Being able to whip up a regular expression in the ordinary course of data wrangling is one of those skills that separates the computing neophyte from the skilled. Years ago, documentation on the subject was scanty at best, relegated to man(1) pages and the occasional ‘NIX book footnote or appendix. With the widespread adoption of regular expressions in programming languages and the rise of the web, there’s been an explosion of poorly-written Web tutorials which purport to teach you regular expressions, but seldom does more than give your shift and number keys a workout.
Ben Forta’s Learning Regular Expressions, published by Addison-Wesley, aims to change this, and for the most part does an excellent job. Situated somewhere between the first page of Google search results for “regular expression” and Jeffrey Friedl’s Mastering Regular Expressions, it provides a step-by-step tutorial on using regular expressions to match text. Illustrated with common problems including matching phone numbers, postal codes (from three different countries, an nice addition to the tried-and-true example), email addresses, URLs, and snippets of HTML.
The book’s chapters are structured as lessons, each adding on to what you’ve learned in previous chapters. A careful study of the material and working of the examples will bring you not just a basic understanding of word and pattern matching, but more advanced use of regular expressions including position matching, backreferences, look-ahead and look-behind, and even conditional embedding. I’ve been using regular expressions (poorly, I admit, for the most part) for thirty years, and I had several “Oh, that’s how you can do that” moments when reading, especially the last few chapters.

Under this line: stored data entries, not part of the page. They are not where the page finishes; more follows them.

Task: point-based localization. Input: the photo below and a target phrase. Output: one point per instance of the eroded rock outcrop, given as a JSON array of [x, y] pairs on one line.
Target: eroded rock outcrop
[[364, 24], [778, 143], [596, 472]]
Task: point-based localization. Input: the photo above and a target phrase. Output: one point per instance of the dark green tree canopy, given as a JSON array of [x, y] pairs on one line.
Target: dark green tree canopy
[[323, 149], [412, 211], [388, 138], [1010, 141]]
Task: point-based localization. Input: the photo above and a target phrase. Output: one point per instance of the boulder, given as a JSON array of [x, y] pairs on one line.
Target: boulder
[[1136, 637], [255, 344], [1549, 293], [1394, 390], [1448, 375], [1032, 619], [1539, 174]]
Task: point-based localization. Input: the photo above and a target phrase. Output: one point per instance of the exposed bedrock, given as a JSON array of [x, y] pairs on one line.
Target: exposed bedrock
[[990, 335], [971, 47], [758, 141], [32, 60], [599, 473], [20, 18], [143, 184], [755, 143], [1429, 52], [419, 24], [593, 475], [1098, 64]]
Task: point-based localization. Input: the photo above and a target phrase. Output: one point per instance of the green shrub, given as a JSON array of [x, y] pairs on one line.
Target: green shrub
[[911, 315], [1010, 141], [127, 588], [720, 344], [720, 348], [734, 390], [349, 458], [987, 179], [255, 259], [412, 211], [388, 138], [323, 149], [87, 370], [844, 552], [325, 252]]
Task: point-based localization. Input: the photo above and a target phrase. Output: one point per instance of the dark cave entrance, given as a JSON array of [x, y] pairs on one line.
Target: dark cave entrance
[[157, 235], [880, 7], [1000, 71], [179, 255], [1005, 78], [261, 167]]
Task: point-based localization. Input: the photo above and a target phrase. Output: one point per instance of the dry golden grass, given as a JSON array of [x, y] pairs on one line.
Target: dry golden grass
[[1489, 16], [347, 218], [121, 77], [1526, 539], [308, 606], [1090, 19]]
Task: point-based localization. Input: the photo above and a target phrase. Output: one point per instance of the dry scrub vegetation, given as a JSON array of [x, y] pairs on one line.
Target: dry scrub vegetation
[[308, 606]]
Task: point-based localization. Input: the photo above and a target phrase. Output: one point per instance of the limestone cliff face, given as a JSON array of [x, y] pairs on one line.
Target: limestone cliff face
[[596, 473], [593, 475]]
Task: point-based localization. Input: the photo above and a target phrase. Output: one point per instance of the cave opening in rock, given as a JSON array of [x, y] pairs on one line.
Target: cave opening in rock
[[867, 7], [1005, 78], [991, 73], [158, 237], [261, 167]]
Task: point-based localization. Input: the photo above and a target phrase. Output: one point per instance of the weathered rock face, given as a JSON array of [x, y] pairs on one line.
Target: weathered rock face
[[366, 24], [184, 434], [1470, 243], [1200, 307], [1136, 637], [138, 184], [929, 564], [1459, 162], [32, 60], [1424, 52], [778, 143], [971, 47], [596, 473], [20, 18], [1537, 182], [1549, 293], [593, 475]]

Each chapter provides a set of increasingly sophisticated examples. I hesitate to call this a cookbook, because a competitor I will not name has largely co-pted that format, and truthfully, it’s more didactic than culinary. The presentation works, however; for each section, you’re presented with a problem, some sample text, a regular expression that may or may not solve the problem, and then a discussion of the regular expression and why it did or did not work. Including regular expressions that do not satisfy your goal permits Forta to link one section to another, building on your expectation of how things might work to how they do work. It turns out to be an effective way to present the material, and it’s easy to follow along using a tool such as grep.
The book closes with an appendix on the differences between several popular evironments’ implementation of regular expressions. This is helpful, because almost every reader will come to the book with a slightly different expectation of where they will be using what they learn.
I found Forta’s step-by-step presentation refreshing without being condescending. I would have preferred perhaps a few additional examples on some of the more advanced topics, like look-ahead and look-behind, and even subexpressions. However, he does the job and does it quickly; a motivated reader can go from knowing nothing about the subject to being proficient in just a few evenings, and I found it a quick read.